Staying on the Right Side of UK “People Data” Laws
Now, let’s talk compliance. If you store data about actual humans, you inherit a list of obligations whether you like it or not:
- Secure data in transit and at rest
- Sensible development practices and regular pen‑testing
- The ability to remove data on request (including from backups)
- And a general expectation that you won’t behave like a 1990s freeware toolbar
But here’s the twist: I don’t want to store personal data at all. Not because I’m lazy (well… not only because I’m lazy), but because if you avoid storing identifiable data, you avoid bringing the system into legal scope.
So how do we license users without storing anything personal?
Simple: we store a SHA‑2 hash of their MAC address.

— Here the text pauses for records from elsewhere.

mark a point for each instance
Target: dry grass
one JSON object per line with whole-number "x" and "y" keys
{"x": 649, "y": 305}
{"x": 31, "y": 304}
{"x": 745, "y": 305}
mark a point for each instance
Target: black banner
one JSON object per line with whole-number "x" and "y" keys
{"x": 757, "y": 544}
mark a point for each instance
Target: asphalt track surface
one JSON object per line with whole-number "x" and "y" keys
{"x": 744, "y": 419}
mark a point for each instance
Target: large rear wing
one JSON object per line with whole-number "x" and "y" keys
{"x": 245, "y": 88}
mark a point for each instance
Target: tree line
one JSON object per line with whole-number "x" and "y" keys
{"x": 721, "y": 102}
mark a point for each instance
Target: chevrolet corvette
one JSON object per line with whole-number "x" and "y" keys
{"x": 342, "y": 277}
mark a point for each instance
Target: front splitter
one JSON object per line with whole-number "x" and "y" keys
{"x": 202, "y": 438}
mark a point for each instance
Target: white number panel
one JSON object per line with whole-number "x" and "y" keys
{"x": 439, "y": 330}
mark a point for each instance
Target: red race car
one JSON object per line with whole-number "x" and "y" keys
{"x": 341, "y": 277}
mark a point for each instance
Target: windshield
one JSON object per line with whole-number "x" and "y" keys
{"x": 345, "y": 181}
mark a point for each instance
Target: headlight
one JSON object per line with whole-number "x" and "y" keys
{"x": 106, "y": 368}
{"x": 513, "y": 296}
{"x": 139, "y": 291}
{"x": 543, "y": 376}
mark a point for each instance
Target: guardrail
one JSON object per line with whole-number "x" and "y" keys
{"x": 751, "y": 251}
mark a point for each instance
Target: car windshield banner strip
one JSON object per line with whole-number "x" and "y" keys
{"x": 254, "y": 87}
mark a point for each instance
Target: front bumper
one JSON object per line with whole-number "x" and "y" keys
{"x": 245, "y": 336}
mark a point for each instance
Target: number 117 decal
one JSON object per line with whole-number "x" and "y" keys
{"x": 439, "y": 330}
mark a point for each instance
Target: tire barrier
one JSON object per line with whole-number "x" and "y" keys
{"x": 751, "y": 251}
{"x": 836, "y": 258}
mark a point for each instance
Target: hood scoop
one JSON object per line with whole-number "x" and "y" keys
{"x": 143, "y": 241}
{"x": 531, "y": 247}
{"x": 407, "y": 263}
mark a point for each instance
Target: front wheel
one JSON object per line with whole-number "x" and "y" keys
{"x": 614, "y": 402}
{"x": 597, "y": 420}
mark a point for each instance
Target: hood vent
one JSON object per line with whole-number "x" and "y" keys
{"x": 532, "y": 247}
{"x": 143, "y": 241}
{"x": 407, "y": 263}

A MAC address could identify a physical machine, but the hash cannot be reversed. It’s like shredding a document, burning the shreds, and scattering the ashes across the Isle of Skye. We have no idea who the user is, and that’s exactly how it should be.
Each new customer also gets a random GUID as their CustomerId. When the app checks its licence, it sends:
- the CustomerId
- the hashed MAC address
This lets us uniquely track usage without ever knowing who the human is. Think of it like a session ID that never reveals the person behind the keyboard.

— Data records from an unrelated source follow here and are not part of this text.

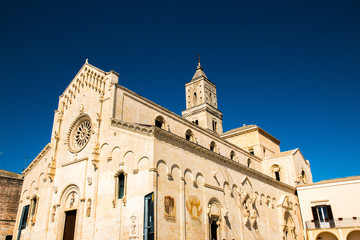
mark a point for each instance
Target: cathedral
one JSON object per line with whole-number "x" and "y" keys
{"x": 119, "y": 166}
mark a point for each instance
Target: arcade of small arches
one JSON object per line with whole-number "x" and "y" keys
{"x": 246, "y": 197}
{"x": 334, "y": 235}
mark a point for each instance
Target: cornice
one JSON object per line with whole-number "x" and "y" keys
{"x": 36, "y": 160}
{"x": 199, "y": 79}
{"x": 147, "y": 130}
{"x": 252, "y": 129}
{"x": 161, "y": 110}
{"x": 221, "y": 159}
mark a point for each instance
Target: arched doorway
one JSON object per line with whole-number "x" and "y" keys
{"x": 326, "y": 236}
{"x": 214, "y": 213}
{"x": 354, "y": 235}
{"x": 69, "y": 213}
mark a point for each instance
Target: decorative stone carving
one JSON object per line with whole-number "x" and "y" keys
{"x": 193, "y": 207}
{"x": 72, "y": 199}
{"x": 79, "y": 133}
{"x": 133, "y": 228}
{"x": 169, "y": 208}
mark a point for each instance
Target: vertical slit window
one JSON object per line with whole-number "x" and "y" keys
{"x": 121, "y": 182}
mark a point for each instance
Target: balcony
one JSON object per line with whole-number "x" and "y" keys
{"x": 336, "y": 223}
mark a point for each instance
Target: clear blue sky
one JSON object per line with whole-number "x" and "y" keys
{"x": 290, "y": 67}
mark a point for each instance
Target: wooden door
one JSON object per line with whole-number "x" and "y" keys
{"x": 69, "y": 229}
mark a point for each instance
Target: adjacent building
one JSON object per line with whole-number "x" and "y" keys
{"x": 119, "y": 166}
{"x": 330, "y": 209}
{"x": 10, "y": 190}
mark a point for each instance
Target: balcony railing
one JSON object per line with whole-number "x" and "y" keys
{"x": 336, "y": 223}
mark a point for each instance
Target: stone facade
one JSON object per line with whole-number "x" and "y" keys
{"x": 119, "y": 166}
{"x": 10, "y": 190}
{"x": 330, "y": 209}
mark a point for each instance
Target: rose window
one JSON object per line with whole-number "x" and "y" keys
{"x": 79, "y": 134}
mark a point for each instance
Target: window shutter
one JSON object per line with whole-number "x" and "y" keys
{"x": 313, "y": 209}
{"x": 328, "y": 209}
{"x": 331, "y": 217}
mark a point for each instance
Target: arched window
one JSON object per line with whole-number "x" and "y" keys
{"x": 276, "y": 172}
{"x": 249, "y": 162}
{"x": 214, "y": 125}
{"x": 232, "y": 155}
{"x": 213, "y": 146}
{"x": 33, "y": 209}
{"x": 303, "y": 176}
{"x": 189, "y": 135}
{"x": 160, "y": 122}
{"x": 195, "y": 122}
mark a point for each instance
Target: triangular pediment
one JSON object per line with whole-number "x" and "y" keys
{"x": 89, "y": 77}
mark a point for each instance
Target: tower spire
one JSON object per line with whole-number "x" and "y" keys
{"x": 199, "y": 64}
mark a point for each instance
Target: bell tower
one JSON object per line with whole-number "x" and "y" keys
{"x": 201, "y": 102}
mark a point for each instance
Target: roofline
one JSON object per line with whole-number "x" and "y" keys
{"x": 251, "y": 129}
{"x": 213, "y": 156}
{"x": 331, "y": 182}
{"x": 184, "y": 121}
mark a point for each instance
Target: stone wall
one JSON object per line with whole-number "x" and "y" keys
{"x": 10, "y": 187}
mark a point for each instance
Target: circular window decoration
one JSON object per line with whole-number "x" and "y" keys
{"x": 79, "y": 133}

And if someone shares their licence key with a friend? Well, their friend’s MAC hash won’t match, and the revenue‑protection system politely says, “Nice try.”
Security, Timing Attacks, and Other Fun Things
To make life harder for would‑be attackers, each licence request intentionally pauses for one second. Valid or invalid, the response time is identical. This prevents timing‑based brute‑force guessing.
It’s a small thing, but small things matter when you’re trying to stop clever people from doing silly things.